Che ora è?

«Che ora è?» E’ una domanda estremamente banale, forse la più superficiale, ma ogni tanto chiedere per l’appunto «che ora è?» rinnova in ognuno di noi un ammonimento sempre attuale: non si può perdere il senso della realtà. Certamente questo antico adagio gode di ampia fortuna, ma nel campo dell’educazione assume un significato tutto particolare e decisamente importante. Allora, domandare «che ora è?» non significa solamente raccogliere la smania di definire i protagonisti (nel nostro caso le nuove generazioni) di questo tempo; si tratta, invece, di afferrare il senso profondo del loro agire per capirne i sogni e i desideri, le speranze e le angosce.

Come si fa ad afferrare il senso dell’agire dei ragazzi di oggi? Probabilmente l’espressione «afferrare» si adatta meglio a questa epoca e penetra con maggiore intensità fra le pieghe delle questioni. «Afferrare», infatti, esprime un «giungere con fatica a comprendere»; dipinge un’impresa che provoca fatica e sacrificio. Però, se dovessimo rappresentare icasticamente questo sforzo, ci accorgeremmo che questo compito non deriva solamente dalla complessità dei fenomeni, ma, stuzzicati nella nostra immaginazione, ci lasceremmo proiettare verso il concetto di velocità. Ecco, la velocità è la grande questione del nostro tempo, in particolare in ambito educativo. La «velocità», dunque, non è solamente una variabile o una comodità, ma rappresenta oggi un’insidia antropologica perché ammicca all’uomo del Terzo millennio, offrendo l’opportunità di non fare memoria, di non dare consequenzialità agli istanti che vive, di alleggerire la pesantezza dei legami. Investe, perciò, non solamente l’ambito culturale, ma invade la sfera affettiva, personale e spirituale. In conclusione, la «velocità» non ha a che fare solamente con l’organizzazione produttiva, ma inerisce le dinamiche relazionali ed emotive; insomma, la «velocità» caratterizza il modus vivendi di tanti giovani.
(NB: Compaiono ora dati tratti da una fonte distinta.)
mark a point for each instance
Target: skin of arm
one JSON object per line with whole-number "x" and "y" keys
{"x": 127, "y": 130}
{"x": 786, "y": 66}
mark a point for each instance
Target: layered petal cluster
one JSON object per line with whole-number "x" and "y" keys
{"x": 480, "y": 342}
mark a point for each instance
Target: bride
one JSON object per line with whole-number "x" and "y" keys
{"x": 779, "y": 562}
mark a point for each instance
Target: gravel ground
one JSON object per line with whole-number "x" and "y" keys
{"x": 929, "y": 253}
E siccome i giovani e la Scuola stanno a cuore alla Chiesa, questi temi meritano un significativo approfondimento.

 

Una scuola per tutti, non uno di meno

Nel 1999, a Venezia, Zhang Yimou vince il Leone d’oro con un film asciutto, quasi spoglio, che narra le vicende della giovanissima maestra Wei, cui viene affidata una classe con la raccomandazione di non far ritirare nemmeno un alunno.

Così, quando il piccolo Zhang sparisce per trovarsi un lavoro, Wei va a cercarlo in città e riesce, anche grazie alla TV, a riportarlo indietro. È una storia bella, in cui una scuola sperduta nella campagna cinese diventa il centro anche simbolico dell’azione, il posto dove i bambini possono essere accolti anche in un contesto di povertà estrema e di grande difficoltà.

È questo lo spirito che anima il blog, un luogo in cui condividere i pensieri, le parole e le emozioni che ci accompagneranno fino all’incontro del 10 maggio con Papa Francesco. Vorremmo una scuola che non lasci indietro nessuno, che sappia custodire ogni alunno e curare ogni relazione, anche quelle più difficili. Una scuola interpellata e sostenuta dalle altre comunità del territorio, in rete
con altre scuole, con le famiglie, con altre comunità.

Non una scuola del “6 politico”, espressione nota a genitori e nonni ma forse ormai scomparsa dal dibattito, né una scuola in cui tutti siano omologati da gadget e comportamenti. Mio padre per mantenersi all’università aveva insegnato in una scuola “privata”, come si diceva allora, e ricordava con affetto il suo preside, che gli diceva: “a fine anno tutti i nostri allievi devono ricevere un premio. Non bisogna premiare solo il più bravo a scuola, ma anche il più bravo nello sport o nelle barzellette”. Bisognava valorizzare ciascun alunno, perché era un modo per riconoscerne pubblicamente l’unicità.

A distanza di mezzo secolo, può sembrare un atteggiamento ingenuo, forse improprio. Eppure considerare la scuola come una comunità accogliente, nella quale tutti – alunni, famiglie, docenti, dirigenti e personale ausiliario – siano coinvolti personalmente, non è una pretesa, è la nostra speranza. La speranza di vedere una scuola che accolga tutti e che interessi a tutti. Non uno di meno.